Turkey Brine (this step is optional, but encouraged).

  • 10 cups water
  • 1/2 cup coarse kosher salt
  • 1/2 cup brown sugar
  • 8 cloves garlic, smashed
  • 1 large orange
  • 1 large lemon
  • 2 TBSP peppercorns
  • 1 generous handful of fresh herbs, like sage, rosemary, thyme, bay leaf, etc. Using a pre-made "poultry blend" of fresh herbs is ideal. You can find these with the fresh herbs in the supermarket.

Cranberry Balsamic Glaze.

  • 1 TBSP butter
  • 1 shallot, thinly sliced
  • 2 TBSP cranberry sauce (jam, compote, or chutney works as well) When using store-bought cranberry sauce, don't use the jellied kind (the one that comes out shaped like a can).
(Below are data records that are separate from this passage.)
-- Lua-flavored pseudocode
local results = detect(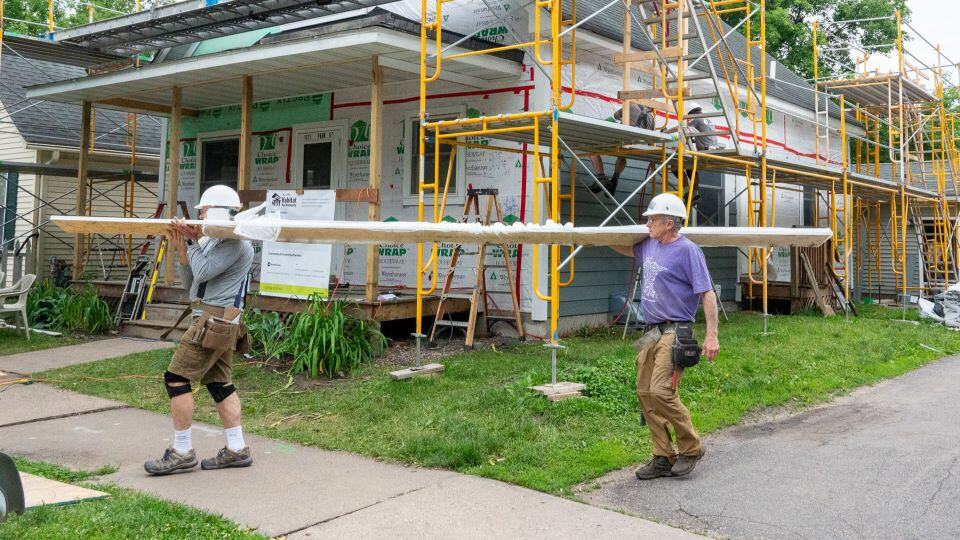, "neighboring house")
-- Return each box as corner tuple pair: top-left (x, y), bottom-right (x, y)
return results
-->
(0, 36), (161, 283)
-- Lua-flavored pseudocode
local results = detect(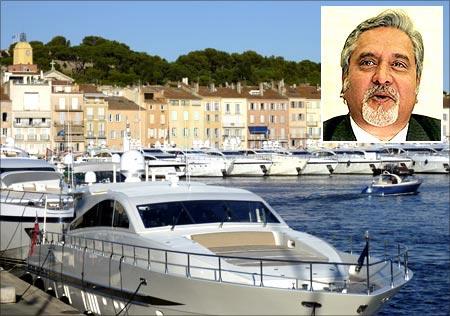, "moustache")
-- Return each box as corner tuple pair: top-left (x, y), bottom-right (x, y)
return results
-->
(365, 84), (399, 102)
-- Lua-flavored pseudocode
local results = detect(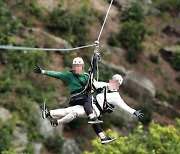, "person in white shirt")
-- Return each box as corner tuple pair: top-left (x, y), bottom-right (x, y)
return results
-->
(42, 74), (143, 143)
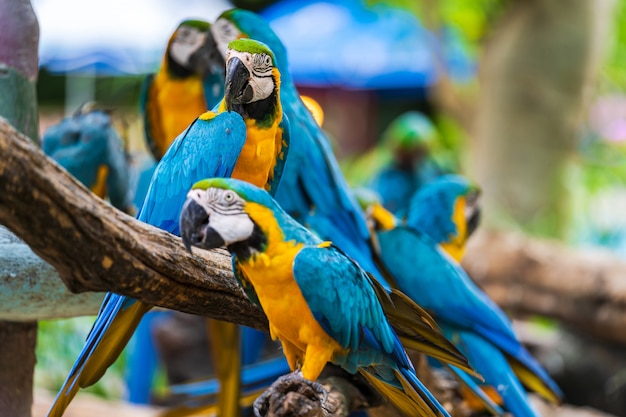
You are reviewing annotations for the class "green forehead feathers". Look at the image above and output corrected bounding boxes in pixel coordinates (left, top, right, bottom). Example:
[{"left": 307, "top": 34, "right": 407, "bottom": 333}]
[
  {"left": 228, "top": 38, "right": 276, "bottom": 65},
  {"left": 178, "top": 19, "right": 211, "bottom": 32}
]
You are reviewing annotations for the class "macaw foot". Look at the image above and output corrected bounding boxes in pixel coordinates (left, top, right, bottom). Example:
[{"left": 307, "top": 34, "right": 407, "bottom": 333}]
[{"left": 254, "top": 372, "right": 328, "bottom": 417}]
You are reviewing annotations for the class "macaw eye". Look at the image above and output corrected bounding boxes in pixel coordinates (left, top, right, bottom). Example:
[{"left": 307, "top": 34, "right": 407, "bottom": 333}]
[{"left": 224, "top": 191, "right": 235, "bottom": 203}]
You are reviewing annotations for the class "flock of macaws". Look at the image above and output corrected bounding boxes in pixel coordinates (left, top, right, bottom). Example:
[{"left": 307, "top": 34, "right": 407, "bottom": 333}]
[{"left": 42, "top": 9, "right": 562, "bottom": 417}]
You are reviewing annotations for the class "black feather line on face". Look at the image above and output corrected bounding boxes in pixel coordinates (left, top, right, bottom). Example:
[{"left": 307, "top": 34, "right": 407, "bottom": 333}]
[
  {"left": 227, "top": 222, "right": 267, "bottom": 262},
  {"left": 167, "top": 53, "right": 194, "bottom": 78},
  {"left": 232, "top": 80, "right": 278, "bottom": 127}
]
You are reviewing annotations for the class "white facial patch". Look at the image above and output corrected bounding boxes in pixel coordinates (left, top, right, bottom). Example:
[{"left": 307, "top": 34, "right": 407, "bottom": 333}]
[
  {"left": 169, "top": 26, "right": 207, "bottom": 68},
  {"left": 226, "top": 49, "right": 275, "bottom": 102},
  {"left": 187, "top": 188, "right": 254, "bottom": 245},
  {"left": 211, "top": 18, "right": 241, "bottom": 59}
]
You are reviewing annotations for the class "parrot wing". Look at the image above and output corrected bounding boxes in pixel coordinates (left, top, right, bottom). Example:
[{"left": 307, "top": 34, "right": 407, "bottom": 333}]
[
  {"left": 378, "top": 227, "right": 561, "bottom": 404},
  {"left": 137, "top": 112, "right": 246, "bottom": 235},
  {"left": 293, "top": 246, "right": 397, "bottom": 360},
  {"left": 139, "top": 74, "right": 165, "bottom": 161}
]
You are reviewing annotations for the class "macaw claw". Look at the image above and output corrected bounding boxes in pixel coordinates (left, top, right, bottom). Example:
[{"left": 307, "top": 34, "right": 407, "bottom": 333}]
[{"left": 253, "top": 372, "right": 328, "bottom": 417}]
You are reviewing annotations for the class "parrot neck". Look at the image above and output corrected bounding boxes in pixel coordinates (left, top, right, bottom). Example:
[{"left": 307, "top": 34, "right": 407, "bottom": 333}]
[
  {"left": 166, "top": 53, "right": 196, "bottom": 78},
  {"left": 232, "top": 68, "right": 283, "bottom": 127}
]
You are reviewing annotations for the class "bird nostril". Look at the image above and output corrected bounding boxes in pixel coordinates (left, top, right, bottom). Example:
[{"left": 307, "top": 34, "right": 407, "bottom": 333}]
[{"left": 191, "top": 232, "right": 204, "bottom": 245}]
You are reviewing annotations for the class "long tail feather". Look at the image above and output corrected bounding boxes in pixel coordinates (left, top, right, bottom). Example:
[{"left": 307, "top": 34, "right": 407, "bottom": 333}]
[
  {"left": 48, "top": 294, "right": 152, "bottom": 417},
  {"left": 207, "top": 319, "right": 241, "bottom": 417}
]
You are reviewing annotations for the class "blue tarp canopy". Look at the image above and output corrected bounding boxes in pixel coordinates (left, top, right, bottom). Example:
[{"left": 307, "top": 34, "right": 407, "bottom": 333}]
[{"left": 261, "top": 0, "right": 474, "bottom": 89}]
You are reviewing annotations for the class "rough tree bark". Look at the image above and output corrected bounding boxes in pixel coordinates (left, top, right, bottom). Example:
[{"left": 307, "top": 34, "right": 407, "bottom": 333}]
[
  {"left": 471, "top": 0, "right": 613, "bottom": 236},
  {"left": 0, "top": 118, "right": 376, "bottom": 416},
  {"left": 0, "top": 114, "right": 625, "bottom": 415},
  {"left": 0, "top": 0, "right": 39, "bottom": 417},
  {"left": 0, "top": 116, "right": 266, "bottom": 329}
]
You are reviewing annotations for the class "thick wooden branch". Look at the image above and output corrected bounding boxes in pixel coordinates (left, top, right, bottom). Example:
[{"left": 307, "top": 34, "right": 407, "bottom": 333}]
[
  {"left": 463, "top": 231, "right": 626, "bottom": 343},
  {"left": 0, "top": 115, "right": 267, "bottom": 329},
  {"left": 0, "top": 226, "right": 103, "bottom": 321}
]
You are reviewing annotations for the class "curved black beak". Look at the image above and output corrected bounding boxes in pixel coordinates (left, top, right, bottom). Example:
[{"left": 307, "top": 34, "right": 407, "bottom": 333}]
[
  {"left": 180, "top": 198, "right": 225, "bottom": 253},
  {"left": 189, "top": 31, "right": 226, "bottom": 77},
  {"left": 465, "top": 190, "right": 480, "bottom": 237},
  {"left": 224, "top": 57, "right": 254, "bottom": 111}
]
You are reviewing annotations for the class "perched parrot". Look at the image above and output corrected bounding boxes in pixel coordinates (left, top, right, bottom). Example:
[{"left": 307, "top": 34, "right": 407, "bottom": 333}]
[
  {"left": 48, "top": 39, "right": 289, "bottom": 416},
  {"left": 347, "top": 110, "right": 446, "bottom": 217},
  {"left": 211, "top": 9, "right": 386, "bottom": 285},
  {"left": 41, "top": 102, "right": 136, "bottom": 215},
  {"left": 180, "top": 178, "right": 468, "bottom": 416},
  {"left": 366, "top": 176, "right": 562, "bottom": 417},
  {"left": 140, "top": 20, "right": 224, "bottom": 161}
]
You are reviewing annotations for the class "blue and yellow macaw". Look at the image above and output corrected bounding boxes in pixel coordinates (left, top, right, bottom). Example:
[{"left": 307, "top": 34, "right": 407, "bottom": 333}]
[
  {"left": 347, "top": 110, "right": 446, "bottom": 217},
  {"left": 41, "top": 102, "right": 137, "bottom": 215},
  {"left": 48, "top": 39, "right": 289, "bottom": 416},
  {"left": 211, "top": 9, "right": 384, "bottom": 282},
  {"left": 181, "top": 178, "right": 466, "bottom": 416},
  {"left": 140, "top": 20, "right": 224, "bottom": 161},
  {"left": 366, "top": 175, "right": 562, "bottom": 417}
]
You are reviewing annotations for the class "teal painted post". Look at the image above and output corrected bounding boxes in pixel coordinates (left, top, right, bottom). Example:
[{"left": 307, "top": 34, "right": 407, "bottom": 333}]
[{"left": 0, "top": 0, "right": 39, "bottom": 417}]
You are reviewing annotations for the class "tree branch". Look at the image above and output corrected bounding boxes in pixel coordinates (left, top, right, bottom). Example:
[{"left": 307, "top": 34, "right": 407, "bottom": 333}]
[
  {"left": 463, "top": 231, "right": 626, "bottom": 343},
  {"left": 0, "top": 226, "right": 103, "bottom": 321},
  {"left": 0, "top": 119, "right": 267, "bottom": 329}
]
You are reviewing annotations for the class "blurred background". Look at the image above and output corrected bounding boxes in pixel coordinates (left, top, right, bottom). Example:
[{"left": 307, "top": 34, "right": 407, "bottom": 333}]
[{"left": 31, "top": 0, "right": 626, "bottom": 416}]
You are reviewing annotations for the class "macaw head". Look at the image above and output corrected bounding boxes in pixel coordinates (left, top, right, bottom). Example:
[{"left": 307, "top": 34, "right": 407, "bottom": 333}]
[
  {"left": 211, "top": 9, "right": 287, "bottom": 73},
  {"left": 42, "top": 103, "right": 132, "bottom": 212},
  {"left": 406, "top": 175, "right": 480, "bottom": 260},
  {"left": 166, "top": 20, "right": 224, "bottom": 78},
  {"left": 224, "top": 39, "right": 280, "bottom": 117},
  {"left": 180, "top": 178, "right": 282, "bottom": 254}
]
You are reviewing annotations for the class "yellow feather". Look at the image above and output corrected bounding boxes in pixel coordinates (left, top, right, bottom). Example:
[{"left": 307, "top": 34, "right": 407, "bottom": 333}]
[
  {"left": 440, "top": 196, "right": 468, "bottom": 262},
  {"left": 507, "top": 356, "right": 561, "bottom": 404},
  {"left": 91, "top": 165, "right": 109, "bottom": 198},
  {"left": 207, "top": 319, "right": 241, "bottom": 417}
]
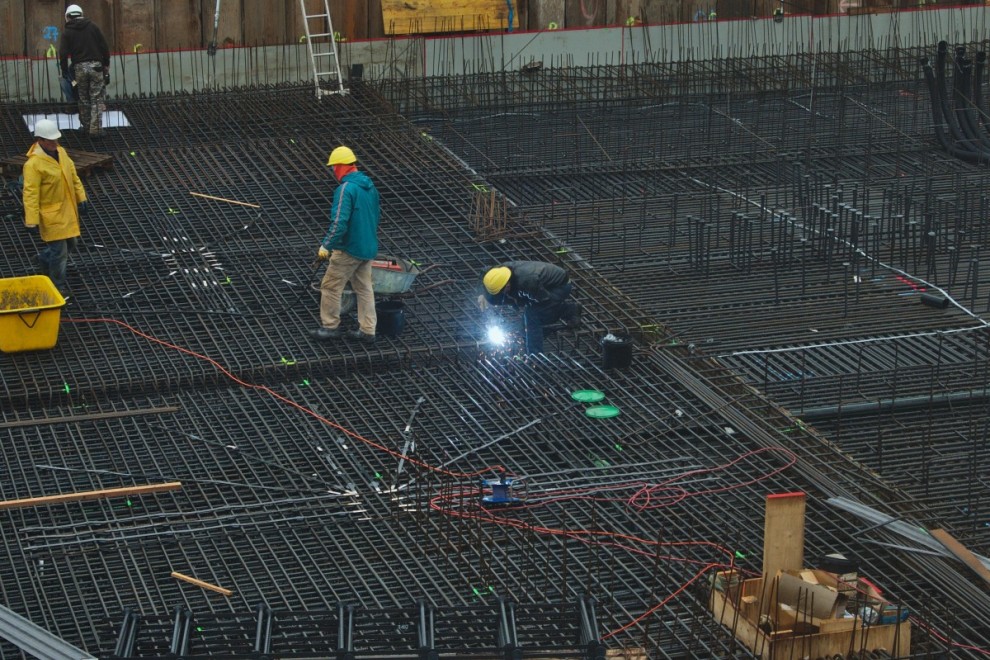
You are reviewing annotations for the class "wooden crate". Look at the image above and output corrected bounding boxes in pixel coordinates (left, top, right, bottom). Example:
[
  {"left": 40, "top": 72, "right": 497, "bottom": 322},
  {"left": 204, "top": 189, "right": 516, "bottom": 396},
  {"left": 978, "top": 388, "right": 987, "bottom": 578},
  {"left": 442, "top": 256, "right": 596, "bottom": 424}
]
[
  {"left": 0, "top": 149, "right": 113, "bottom": 179},
  {"left": 708, "top": 572, "right": 911, "bottom": 660}
]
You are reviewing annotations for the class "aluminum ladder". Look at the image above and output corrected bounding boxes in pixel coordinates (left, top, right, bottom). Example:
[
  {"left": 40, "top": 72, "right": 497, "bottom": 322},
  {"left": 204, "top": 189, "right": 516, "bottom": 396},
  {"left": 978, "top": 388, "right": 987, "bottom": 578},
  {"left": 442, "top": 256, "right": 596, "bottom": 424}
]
[{"left": 299, "top": 0, "right": 347, "bottom": 98}]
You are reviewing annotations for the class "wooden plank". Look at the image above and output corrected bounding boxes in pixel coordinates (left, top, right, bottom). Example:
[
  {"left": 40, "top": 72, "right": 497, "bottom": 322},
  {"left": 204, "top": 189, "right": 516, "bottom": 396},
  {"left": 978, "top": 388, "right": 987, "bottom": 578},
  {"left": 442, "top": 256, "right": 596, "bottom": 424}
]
[
  {"left": 172, "top": 571, "right": 234, "bottom": 596},
  {"left": 928, "top": 529, "right": 990, "bottom": 584},
  {"left": 708, "top": 578, "right": 911, "bottom": 659},
  {"left": 381, "top": 0, "right": 520, "bottom": 35},
  {"left": 763, "top": 493, "right": 806, "bottom": 580},
  {"left": 0, "top": 0, "right": 27, "bottom": 56},
  {"left": 0, "top": 481, "right": 182, "bottom": 511},
  {"left": 0, "top": 406, "right": 179, "bottom": 429}
]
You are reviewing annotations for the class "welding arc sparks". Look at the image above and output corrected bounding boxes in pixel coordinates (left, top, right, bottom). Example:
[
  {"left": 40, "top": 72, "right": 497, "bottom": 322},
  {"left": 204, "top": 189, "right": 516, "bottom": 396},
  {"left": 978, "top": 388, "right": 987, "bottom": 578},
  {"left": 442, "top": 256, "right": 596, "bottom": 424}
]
[{"left": 488, "top": 325, "right": 509, "bottom": 346}]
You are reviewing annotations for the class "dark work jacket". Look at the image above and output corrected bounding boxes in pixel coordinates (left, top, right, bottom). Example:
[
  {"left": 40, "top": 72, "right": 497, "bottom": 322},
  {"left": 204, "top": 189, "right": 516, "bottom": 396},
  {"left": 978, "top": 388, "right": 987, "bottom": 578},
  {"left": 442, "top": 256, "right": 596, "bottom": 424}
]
[
  {"left": 58, "top": 17, "right": 110, "bottom": 78},
  {"left": 485, "top": 261, "right": 571, "bottom": 307}
]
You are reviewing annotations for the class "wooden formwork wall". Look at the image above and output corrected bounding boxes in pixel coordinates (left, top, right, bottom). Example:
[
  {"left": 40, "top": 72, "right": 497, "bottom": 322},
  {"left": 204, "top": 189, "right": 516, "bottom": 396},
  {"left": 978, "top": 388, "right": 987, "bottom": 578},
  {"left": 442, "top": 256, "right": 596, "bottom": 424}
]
[{"left": 0, "top": 0, "right": 982, "bottom": 57}]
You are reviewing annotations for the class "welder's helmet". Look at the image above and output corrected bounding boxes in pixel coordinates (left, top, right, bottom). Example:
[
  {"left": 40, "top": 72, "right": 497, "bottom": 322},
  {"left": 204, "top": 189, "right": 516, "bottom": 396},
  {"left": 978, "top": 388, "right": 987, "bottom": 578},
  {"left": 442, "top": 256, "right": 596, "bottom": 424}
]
[
  {"left": 327, "top": 147, "right": 357, "bottom": 167},
  {"left": 482, "top": 266, "right": 512, "bottom": 296},
  {"left": 34, "top": 119, "right": 62, "bottom": 140}
]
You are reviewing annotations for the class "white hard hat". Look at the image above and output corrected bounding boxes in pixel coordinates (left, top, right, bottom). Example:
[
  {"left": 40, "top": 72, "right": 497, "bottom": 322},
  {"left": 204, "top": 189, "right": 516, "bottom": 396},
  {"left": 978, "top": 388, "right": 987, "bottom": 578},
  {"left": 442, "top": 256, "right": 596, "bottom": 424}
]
[{"left": 34, "top": 119, "right": 62, "bottom": 140}]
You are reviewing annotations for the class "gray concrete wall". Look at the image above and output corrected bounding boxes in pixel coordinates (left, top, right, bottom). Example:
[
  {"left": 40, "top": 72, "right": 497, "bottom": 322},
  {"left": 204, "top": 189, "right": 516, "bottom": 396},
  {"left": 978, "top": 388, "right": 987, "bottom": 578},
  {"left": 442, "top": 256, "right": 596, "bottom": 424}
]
[{"left": 0, "top": 6, "right": 990, "bottom": 102}]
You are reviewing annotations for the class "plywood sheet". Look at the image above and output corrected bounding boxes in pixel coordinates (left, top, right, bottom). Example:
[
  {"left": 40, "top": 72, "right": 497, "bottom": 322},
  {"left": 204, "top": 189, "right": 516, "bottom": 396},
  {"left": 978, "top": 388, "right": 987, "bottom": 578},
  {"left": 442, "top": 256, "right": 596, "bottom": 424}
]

It doesn't break down properly.
  • 3-4 TBSP balsamic vinegar Start with 3; if you feel you need to add the 4th TBSP, go for it.
  • 1/4 cup water
  • 1/2 TBSP brown sugar

Instructions

Turkey Brine.

  • Fill a large stock pot with water, 1/2 cup of coarse kosher salt, and 1/2 cup brown sugar. Add the smashed garlic cloves. Bring the contents to a low simmer, stirring occasionally, until the salt and sugar have dissolved. Add the herbs and peppercorn. Then, squeeze the juice from the orange and lemon into the pot (don't worry about the pits); place the squeezed orange and lemon into the pot as well. Remove the pot from the heat and let the liquid cool. (Speed up the process by adding ice to the stock pot).
  • Once the brine is cool, carefully place the turkey breast into it. I do this in the sink to ensure no brine spills onto any of my kitchen surfaces. Cover the pot, and refrigerate for at least one hour, but no longer than three hours.

Roast Turkey.

  • Preheat the oven to 325º F.
  • Line a cutting board with paper towels. Carefully remove the turkey from the brine and place it on top of the covered cutting board. With more paper towels, pat the top of the turkey until dry. Rub the top of the turkey with the Rotisserie seasoning. If you're using salt and pepper, then simply sprinkle a bit of the salt and pepper over the breast.
  • Pour 2 cups of vegetable broth into the bottom of the sauté pan or Dutch oven. Line the bottom of the pan with sliced carrots, celery stalks, and the leek. Carefully place the breast on top of the vegetables, then tuck the fresh herbs into the around the breast.
  • Place the turkey in the oven, uncovered, for 45 minutes or until the thickest part of the breast has an internal temperature of 165º F. Remove from the oven and let the turkey rest for 5-10 minutes before slicing into it.
  • While the turkey roasts, make the cranberry balsamic glaze.

Cranberry Balsamic Glaze.

  • Melt 1 TBSP of butter in a small saucepan over medium-high heat. Once the butter has melted, add the sliced shallot and simmer until softened—about 2-3 minutes. Stir in the cranberry sauce and the balsamic vinegar. Whisk it until cohesive and let the mixture simmer until it thickens and becomes slightly syrupy; this should take about a minute. Add 1/4 cup of room temperature water and the brown sugar. Stir well and bring to a rolling boil, then lower the heat. Let the mixture bubble and thicken; about 3-4 minutes. Season with salt and pepper, to taste. If you feel the glaze could be more tart, add the fourth TBSP of balsamic vinegar. Transfer the glaze to a serving dish and serve with the turkey.